One never knows when an opportunity will present itself. Sometimes it falls in one’s lap, other times, it takes scratching and clawing so that “luck is what happens when preparation meets opportunity” holds true. Yet at other times, one has to create one’s own opportunity like Hannibal, who before crossing the Alps defiantly declared, “I will either find a way, or make one.”
Nevertheless, whether it’s falling into one’s lap, or built by one’s self, the key factor is recognizing that an opportunity exists. When I was asked to write a regular column, I said yes because I recognized that it was an opportunity for an alternative voice to be heard in San Mateo County. And, the chance to take on another opportunity is why this column will be my last, as well.
Because of one of my earlier columns, I’m about to embark on a new adventure that will mean I won’t be able to write for this newspaper for a while. But that doesn’t mean that I will stop advocating for transparent government, growth, opportunity and prosperity for all. Readers will be hearing more about this from me in the coming weeks, but in a different forum.
Before I go, I want to thank Jon Mays, the editor of this newspaper, for giving me the opportunity to write on a regular basis. The Daily Journal is true treasure, and we here in San Mateo County are lucky it exists. The coverage of local issues is outstanding, particularly the in-depth coverage of otherwise overlooked political races. The question-and-answer sessions with local candidates are themselves the mark of a publication committed to the community it serves.
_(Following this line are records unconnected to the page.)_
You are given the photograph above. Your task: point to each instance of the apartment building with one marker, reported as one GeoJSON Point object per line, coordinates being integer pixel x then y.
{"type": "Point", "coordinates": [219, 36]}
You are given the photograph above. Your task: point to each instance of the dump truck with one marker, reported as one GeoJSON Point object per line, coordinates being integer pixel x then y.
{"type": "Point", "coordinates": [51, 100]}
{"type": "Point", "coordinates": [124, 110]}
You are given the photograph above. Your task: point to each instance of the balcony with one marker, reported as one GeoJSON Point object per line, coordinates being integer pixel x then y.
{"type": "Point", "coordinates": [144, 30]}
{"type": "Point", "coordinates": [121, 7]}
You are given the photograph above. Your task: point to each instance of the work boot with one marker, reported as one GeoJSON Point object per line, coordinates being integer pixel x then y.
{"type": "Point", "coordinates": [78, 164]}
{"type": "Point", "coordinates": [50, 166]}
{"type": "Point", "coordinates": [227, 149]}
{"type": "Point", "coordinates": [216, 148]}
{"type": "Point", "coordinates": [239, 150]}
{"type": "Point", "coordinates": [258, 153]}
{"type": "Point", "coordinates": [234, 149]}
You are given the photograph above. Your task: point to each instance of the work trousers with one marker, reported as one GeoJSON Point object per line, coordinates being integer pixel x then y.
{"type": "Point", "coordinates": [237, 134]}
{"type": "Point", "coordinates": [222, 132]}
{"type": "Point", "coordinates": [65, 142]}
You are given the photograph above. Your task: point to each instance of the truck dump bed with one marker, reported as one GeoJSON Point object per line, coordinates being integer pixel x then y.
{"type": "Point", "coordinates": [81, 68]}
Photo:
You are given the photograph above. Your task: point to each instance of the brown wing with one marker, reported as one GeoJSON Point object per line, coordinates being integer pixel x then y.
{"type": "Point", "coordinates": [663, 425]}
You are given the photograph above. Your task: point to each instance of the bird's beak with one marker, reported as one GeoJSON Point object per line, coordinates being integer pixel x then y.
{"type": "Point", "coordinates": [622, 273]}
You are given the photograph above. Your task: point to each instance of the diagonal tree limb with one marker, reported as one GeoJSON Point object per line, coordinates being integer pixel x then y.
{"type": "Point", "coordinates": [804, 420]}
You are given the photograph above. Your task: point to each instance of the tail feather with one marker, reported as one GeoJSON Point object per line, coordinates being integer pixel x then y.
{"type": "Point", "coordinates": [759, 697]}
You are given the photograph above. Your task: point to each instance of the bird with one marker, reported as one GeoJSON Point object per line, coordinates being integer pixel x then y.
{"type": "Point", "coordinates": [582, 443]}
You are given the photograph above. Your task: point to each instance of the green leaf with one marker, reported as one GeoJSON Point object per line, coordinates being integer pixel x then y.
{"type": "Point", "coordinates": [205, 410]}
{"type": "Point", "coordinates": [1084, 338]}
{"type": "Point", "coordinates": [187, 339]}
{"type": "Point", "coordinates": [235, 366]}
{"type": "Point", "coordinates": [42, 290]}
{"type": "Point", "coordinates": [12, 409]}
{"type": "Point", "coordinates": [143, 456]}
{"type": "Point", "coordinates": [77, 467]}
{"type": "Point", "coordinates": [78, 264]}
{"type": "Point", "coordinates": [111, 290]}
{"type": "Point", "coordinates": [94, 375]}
I also want to thank you, my readers, who have engaged with me online, in letters to the editor and in conversations on the street. It’s a never-ending source of wonder when strangers in a restaurant, church or the street come up and say that they read this column and that they agree or disagree with me. It’s a privilege to have written something that has captured your imagination, ideas and feelings, and I’m honored that you would seek me out to say that I’m right (or wrong).
If there is one thing that writing this column has taught me, it’s that people in our county are hungry for a voice that represents them, their hopes and their dreams for their families and future. They’re tired of the one-size-fits-all, liberal-progressive mantra that shuts off principled debate and marginalizes them with a dismissive wave.
Moreover, they are really tired of the old, white, Democrat politicians that have a stranglehold on power. In a trenchant analysis of California politics, Politico pointed out Sunday that the ruling Democrat elite are, to put it mildly, out of touch with the experience of average Californians.
At 81, U.S. Sen. Dianne Feinstein, D-Calif., is the fourth wealthiest U.S. senator with assets over $68 million. Her colleague, U.S. Sen. Barbara Boxer, D-Calif., a comparative youth at 73, is herself is a millionaire. U.S. Rep. Nancy Pelosi, D-San Francisco, the U.S. House minority leader, is 74, and with $94 million in assets, worth more than Sen. Feinstein.
Gov. Jerry Brown is 76, and holds the office he first won in 1974 in an era before most Californians were born. Even the state Democratic Party chair gets in on the act as John Burton, 81, was first elected to the state Assembly in 1965.
Soon the old, out-of-touch Democrats will pass from the scene. That will give an opportunity for a new breed of center-right leaders some dub “conservatarian” to take center stage. These new leaders are especially relevant here in Silicon Valley where Libertarian ideas run deep.
Last week, San Francisco hosted San Mateo County’s Lincoln Labs’ Reboot conference and hackathon, a convergence of tech, Libertarian and conservative coders, activists and thinkers that generated a nationwide buzz. For California, this conclave of conservatarians represents the new face of the Republican Party, an opportunity to attract those turned off by the Democrat elite’s age, 1-percent wealth and lack of ethnic diversity.
So, opportunities abound, not only for me but also for those of you who are generally center-right and are glad the Daily Journal highlights, what for the Bay Area, are alternative voices. Again, I’m honored to have had the chance to write for this newspaper, and I’m blessed to have had your support, your encouragement and your readership.
John McDowell is a longtime county resident having first moved to San Carlos in 1963. In the intervening years, he has worked as a political volunteer and staff member in local, state and federal government, including time spent as a press secretary on Capitol Hill and in the George W. Bush administration.